1Después de esto, Jesús se reveló nuevamente a sus discípulos en el lago de Tiberias. Él se reveló de esta forma. 2Simón Pedro, Tomás el llamado dídimo, Natanael de Cana en Galilea, los hijos de Cebedeo y otros dos discípulos estaban reunidos. 3Simón Pedro les dijo, «Voy a pescar.»
Ellos le dijeron, «También vamos contigo.» Salieron de inmediato y entraron al bote. Esa noche, no pescaron nada. 4Cuando llegó el día, Jesús estaba en la playa, aunque sus discípulos no reconocieron que era Él. 5Entonces Jesús les dijo, Niños, ¿Tienen algo para comer?
Ellos le contestaron, «No.»
6Él les dijo, «Arrojen la red a la derecha del bote, y encontrarán algunos.»
Entonces la arrojaron, y no fueron capaces de sacarla por la cantidad de peces. 7El discípulo al que Jesús amaba le dijo a Pedro, «¡Es el Señor!»
Así que cuando Simón Pedro escuchó que era el Señor, envolvió su saco a su alrededor (pues estaba desnudo), y se lanzó al mar[[201]]. 8Los demás discípulos fueron en el botecito (pues no estaban lejos de la tierra, sino como a doscientos codos[[202]] de distancia), jalando la red llena de peces. 9Así que cuando llegaron a tierra, encontraron fuego de carbones allí, y pescado puesto en estos, y pan. 10Jesús les dijo, «Traigan algo del pescado que han cogido.»

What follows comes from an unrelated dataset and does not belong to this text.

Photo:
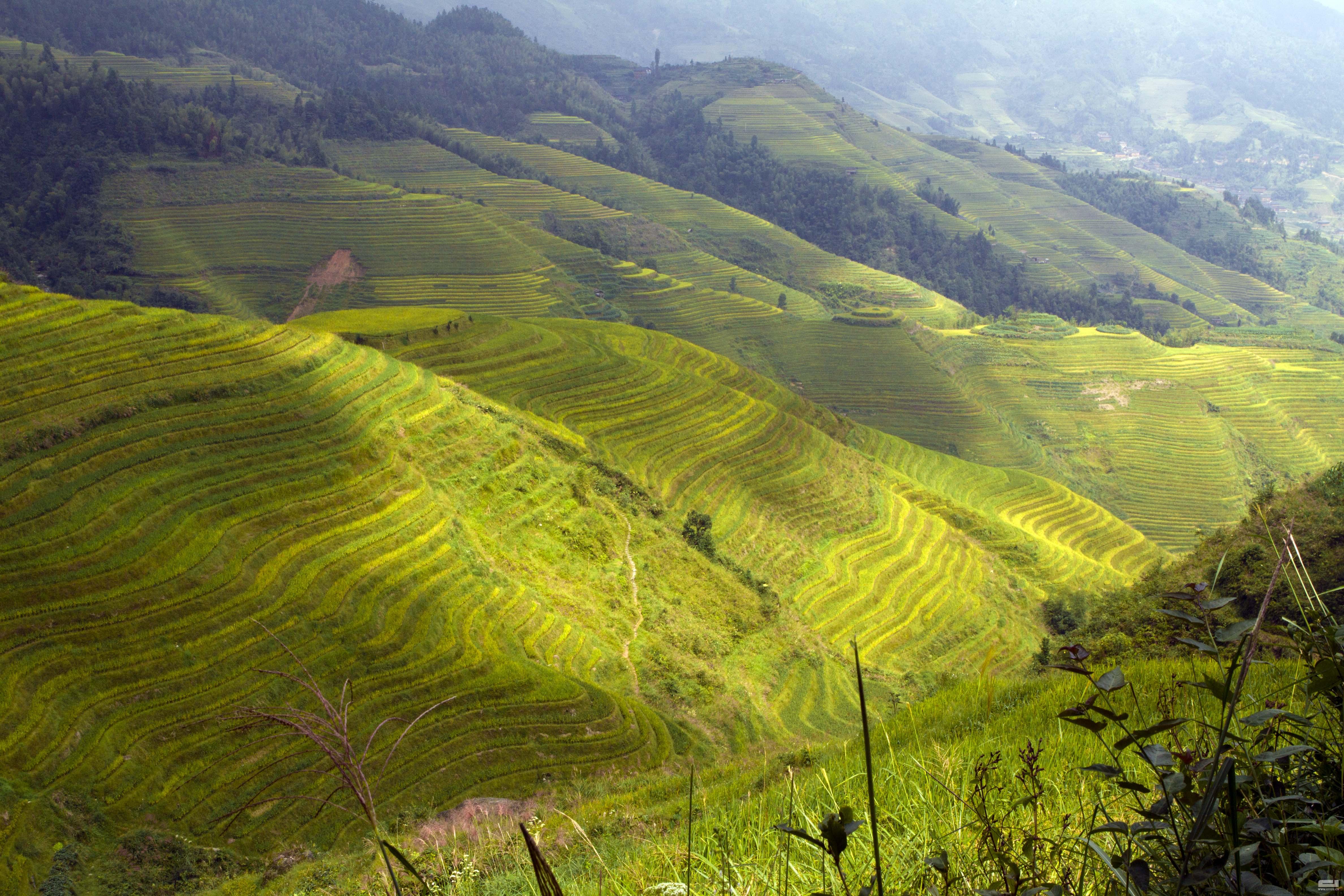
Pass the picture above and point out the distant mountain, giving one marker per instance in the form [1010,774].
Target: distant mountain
[1249,93]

11Simón Pedro fue y sacó la red a tierra, llena de grandes pescados, ciento cincuenta y tres; y aún habiendo tantos, la red no se rompió.
12Jesús le dijo, «Vengan y desayunen.»
Ninguno de los discípulos se atrevió a preguntarle «¿Quién eres?» sabiendo que era el Señor.
13Entonces Jesús tomó el pan, se los dio, y así mismo el pescado. 14Esta fue la tercera ocasión en la que Jesús se reveló a sus discípulos después de haberse levanto de la muerte. 15Cuando habían comido su desayuno, Jesús le dijo a Simón Pedro, «Simón, hijo de Jonás, ¿Me amas más que estos?»